Сказание о Тбилиси

Теймураз Мамаладзе| опубликовано в номере №1323, июль 1982
  • В закладки
  • Вставить в блог

Он не более цитатен, этот город, чем любой другой, воспламенявший собой сердца поэтов. Остается, однако, без ответа вопрос: чем и как воспламеняет он? Тут есть над чем поломать голову, хотя многое и лежит на поверхности.

Кого-то этот город приютил в трудную годину, кому-то дал пригубить из хмельной чаши братства и дружбы, кому-то предоставил трибуну, печатный станок и аванс, кого-то обласкал и обнадежил, кому-то сказал: «Не горюй!» Все это было. Но главное, наверное, не в этом.

Ираклий Абашидзе как-то рассказывал мне о том, что в молодости он и его собратья по цеху поэтов были как свои приняты в кварталах городских ремесленников. Мастера, чудодеи всяческих рукомесел, они знали поэзию, преклонялись перед ней и следовали в обыденной жизни ее канонам.

Воздух в городе был насыщен разрядами стиха. Наверное, ни один из тех, кого судьба приводила в Тбилиси, не мог не почувствовать, каким воздухом дышит.

Если меня вдруг слегка «занесет», знайте, что в этом повинен воздух Тбилиси.

Бродячий певец-импровизатор – типическая фигура старотбилисской среды. Ашуги, как их называли в городе, вместе с романтиками различных ремесел, рыцарями и чудодеями бытия создавали в соавторстве с Тбилиси пряный и колоритный городской фольклор. Неимущие, они были подлинными хозяевами города, потому что владели умами и настроениями горожан.
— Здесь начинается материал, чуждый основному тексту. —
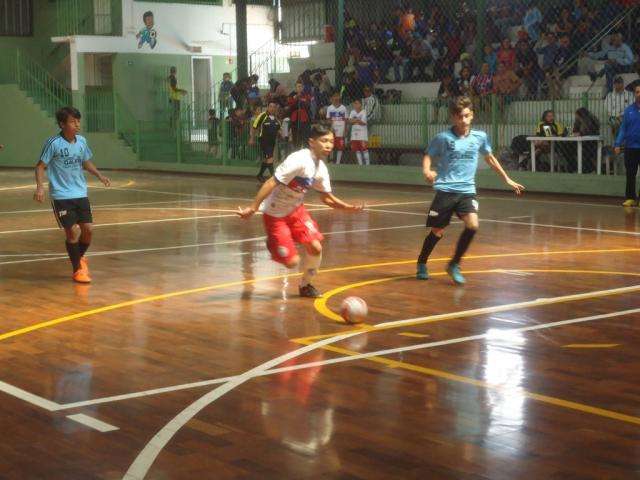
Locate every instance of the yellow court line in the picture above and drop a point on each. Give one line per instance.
(591, 345)
(321, 303)
(117, 306)
(559, 402)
Их воображение имело одну незыблемую основу – городскую действительность. Путь импровизации был прихотлив, парадоксален, но не более, чем вязь улиц и переулков, образовавшихся по воле рельефа, человека и установленных им законов общежития.

Я решил избрать тот же путь. У меня нет заранее разработанного плана, есть только замысел и цель, а дороги к ним могут быть разные.

Начал я с разрушения. Надо бы рассказать и о восстановлении. Но прежде чем приступить к нему, надо преодолеть не одну гору.

У меня во дворе гора растет. Это не метафора, а факт жизни. Прямо от порога дома вверх уходит горный склон, именуемый в географии отрогом Телетского хребта. Ежедневно пешком или на автобусе я совершаю восхождение на него. Труд жизни в этом городе сопряжен с постоянными восхождениями.

Итак, мне достался отрог Телетского хребта, людям соседнего квартала – Сеидабадская возвышенность, их соседям – Солалакский хребет. Кто-то живет на Пикрис-гора – Горе дум, кто-то на Махатской горе, кто-то – на Лоткинской... А еще кому-то досталась Мтацминда.

Кому-то достались страсти святого Давида, вера и упорство, с какими он долбил келью в скале и проповедовал, достались тоска и надежды Александра Грибоедова, скорбь и слезы его Нино, откровения Николоза Бараташвили, космический замах Маяковского: «О, это эстрада, с которой можно разговаривать со всем миром!»

Мтацминда – Святая гора – не единственная святая гора в Тбилиси. На моем Телетском хребте однажды нашел я камень, на котором с трудом разобрал надпись: «В могиле сей местоположен я, тбилисский горожанин Закариа. Прохожий, скажи мне свое поминание».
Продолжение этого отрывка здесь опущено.